Asian carriers see moderate air cargo demand growth in August
Sep 26, 2018: The latest traffic figures released by the Association of Asia Pacific Airlines (AAPA) revealed that the growth in international air cargo demand as measured in freight tonne kilometres (FTK) recorded a 4.2 percent year-on-year increase in August.
Monthly FTK volumes remained relatively firm, with broad-based economic growth continuing to support demand for air cargo. The average international freight load factor fell slightly by 0.8 percentage points to 63.2 percent for the month, following a 5.5 percent expansion in offered freight capacity.
While the passenger market saw robust growth mainly due to higher leisure travel demand during the peak holiday season. In total, Asia Pacific airlines carried 32.0 million international passengers in August, a firm 8.4 percent increase compared to the same month last year, with consumer confidence underpinned by ongoing economic expansion. Demand as measured in revenue passenger kilometre (RPK) terms grew by 8.2 percent, reflecting strong contributions from both regional and long haul travel markets.

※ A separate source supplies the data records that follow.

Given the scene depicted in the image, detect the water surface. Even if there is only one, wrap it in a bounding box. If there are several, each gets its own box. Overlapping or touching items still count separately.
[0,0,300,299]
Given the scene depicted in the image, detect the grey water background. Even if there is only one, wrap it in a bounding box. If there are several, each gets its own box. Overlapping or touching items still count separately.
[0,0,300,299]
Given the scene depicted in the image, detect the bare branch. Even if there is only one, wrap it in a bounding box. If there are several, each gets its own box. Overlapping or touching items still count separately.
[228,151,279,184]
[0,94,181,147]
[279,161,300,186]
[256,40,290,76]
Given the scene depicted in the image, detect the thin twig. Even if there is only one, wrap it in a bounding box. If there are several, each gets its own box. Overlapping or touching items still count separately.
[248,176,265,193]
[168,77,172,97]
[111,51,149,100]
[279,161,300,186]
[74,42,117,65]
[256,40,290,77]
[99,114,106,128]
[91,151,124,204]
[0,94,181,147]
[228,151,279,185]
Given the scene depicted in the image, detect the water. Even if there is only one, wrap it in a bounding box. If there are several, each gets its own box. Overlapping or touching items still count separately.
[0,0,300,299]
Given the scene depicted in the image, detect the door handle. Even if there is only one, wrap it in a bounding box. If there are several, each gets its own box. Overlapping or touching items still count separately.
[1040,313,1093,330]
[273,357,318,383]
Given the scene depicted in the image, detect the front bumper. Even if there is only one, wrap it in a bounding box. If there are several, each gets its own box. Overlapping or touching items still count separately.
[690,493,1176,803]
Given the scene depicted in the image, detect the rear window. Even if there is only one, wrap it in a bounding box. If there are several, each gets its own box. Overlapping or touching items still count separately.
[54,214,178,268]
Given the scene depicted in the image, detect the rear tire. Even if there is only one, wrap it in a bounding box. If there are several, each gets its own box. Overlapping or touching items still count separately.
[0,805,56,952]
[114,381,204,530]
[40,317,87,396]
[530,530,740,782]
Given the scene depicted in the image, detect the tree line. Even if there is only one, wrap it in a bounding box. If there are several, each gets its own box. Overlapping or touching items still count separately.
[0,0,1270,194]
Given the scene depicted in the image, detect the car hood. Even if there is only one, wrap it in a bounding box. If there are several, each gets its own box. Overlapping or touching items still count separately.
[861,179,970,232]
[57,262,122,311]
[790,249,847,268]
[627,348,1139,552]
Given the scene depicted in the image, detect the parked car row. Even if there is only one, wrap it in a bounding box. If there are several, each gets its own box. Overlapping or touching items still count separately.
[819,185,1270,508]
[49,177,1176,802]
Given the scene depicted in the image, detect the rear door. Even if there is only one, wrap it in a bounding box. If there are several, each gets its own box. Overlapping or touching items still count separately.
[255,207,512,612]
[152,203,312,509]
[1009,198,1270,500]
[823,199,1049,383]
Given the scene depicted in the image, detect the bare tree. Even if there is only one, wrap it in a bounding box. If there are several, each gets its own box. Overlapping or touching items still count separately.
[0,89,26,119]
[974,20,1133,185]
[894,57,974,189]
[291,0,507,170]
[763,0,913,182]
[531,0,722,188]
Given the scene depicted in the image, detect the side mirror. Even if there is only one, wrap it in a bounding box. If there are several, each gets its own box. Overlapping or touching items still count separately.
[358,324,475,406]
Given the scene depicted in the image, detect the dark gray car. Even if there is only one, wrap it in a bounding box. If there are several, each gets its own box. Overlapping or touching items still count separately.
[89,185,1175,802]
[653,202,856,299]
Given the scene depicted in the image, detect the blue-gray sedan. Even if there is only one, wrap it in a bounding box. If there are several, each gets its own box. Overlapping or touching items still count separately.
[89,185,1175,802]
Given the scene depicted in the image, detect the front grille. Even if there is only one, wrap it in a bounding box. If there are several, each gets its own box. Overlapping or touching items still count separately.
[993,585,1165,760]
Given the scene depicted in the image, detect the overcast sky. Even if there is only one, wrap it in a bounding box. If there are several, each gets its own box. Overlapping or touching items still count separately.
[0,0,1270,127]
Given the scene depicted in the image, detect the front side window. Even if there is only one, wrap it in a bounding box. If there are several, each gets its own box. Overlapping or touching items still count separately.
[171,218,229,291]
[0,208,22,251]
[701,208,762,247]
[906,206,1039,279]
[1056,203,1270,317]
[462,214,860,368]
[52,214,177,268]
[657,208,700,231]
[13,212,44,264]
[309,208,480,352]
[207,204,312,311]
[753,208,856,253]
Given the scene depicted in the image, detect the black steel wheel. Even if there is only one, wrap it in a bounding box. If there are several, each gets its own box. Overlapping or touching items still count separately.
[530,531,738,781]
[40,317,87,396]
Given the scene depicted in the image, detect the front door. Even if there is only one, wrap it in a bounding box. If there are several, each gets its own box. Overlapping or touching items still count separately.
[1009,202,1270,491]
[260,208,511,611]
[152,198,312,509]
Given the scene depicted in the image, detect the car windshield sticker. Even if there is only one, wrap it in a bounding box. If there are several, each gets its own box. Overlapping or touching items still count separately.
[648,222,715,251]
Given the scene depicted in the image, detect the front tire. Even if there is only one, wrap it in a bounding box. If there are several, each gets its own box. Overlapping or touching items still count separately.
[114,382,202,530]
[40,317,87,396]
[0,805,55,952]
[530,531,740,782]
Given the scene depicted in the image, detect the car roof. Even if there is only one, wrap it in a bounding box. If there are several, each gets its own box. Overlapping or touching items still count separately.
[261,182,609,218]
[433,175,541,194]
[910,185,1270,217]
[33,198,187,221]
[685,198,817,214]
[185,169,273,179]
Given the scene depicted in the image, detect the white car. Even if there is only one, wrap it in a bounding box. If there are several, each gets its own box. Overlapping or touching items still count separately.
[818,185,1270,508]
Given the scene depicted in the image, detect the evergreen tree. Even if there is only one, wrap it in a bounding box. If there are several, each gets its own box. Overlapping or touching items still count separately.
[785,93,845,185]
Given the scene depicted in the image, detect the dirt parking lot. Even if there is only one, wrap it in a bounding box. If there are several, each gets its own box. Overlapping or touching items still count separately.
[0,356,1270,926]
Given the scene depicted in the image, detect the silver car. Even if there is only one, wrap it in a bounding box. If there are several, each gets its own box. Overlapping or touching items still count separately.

Andrew Herdman, director general, AAPA said, “Strong business and leisure travel demand continued to fuel growth in international passenger markets for Asian carriers. Overall, the region’s airlines achieved an impressive 8.0 percent increase in the number of international passengers carried to a combined total of 239 million in the first eight months of the year.”
“During the same period, international air cargo demand increased by 4.8 percent, although growth rates have moderated after the strong surge we saw last year.”
Looking ahead, Herdman said, “The ongoing expansion in the global economy is sustaining high levels of consumer confidence which should continue to support further growth in both leisure and business travel markets. Air cargo demand remains relatively firm moving into the peak season, even though growth rates have moderated. The escalation in protectionist rhetoric and the imposition of new tariffs has so far had little real impact on trade flows, but adds an element of uncertainty for businesses reliant on integrated global supply chains.”
“Asian airlines are benefitting from the sustained growth in air travel demand, and achieving high load factors, but continue to face a challenging operating environment, buffeted by the effects of high fuel prices and weak local currencies. Overall, Asian airlines remain proactive in adapting to such pressures in a bid to maintain earnings performance.”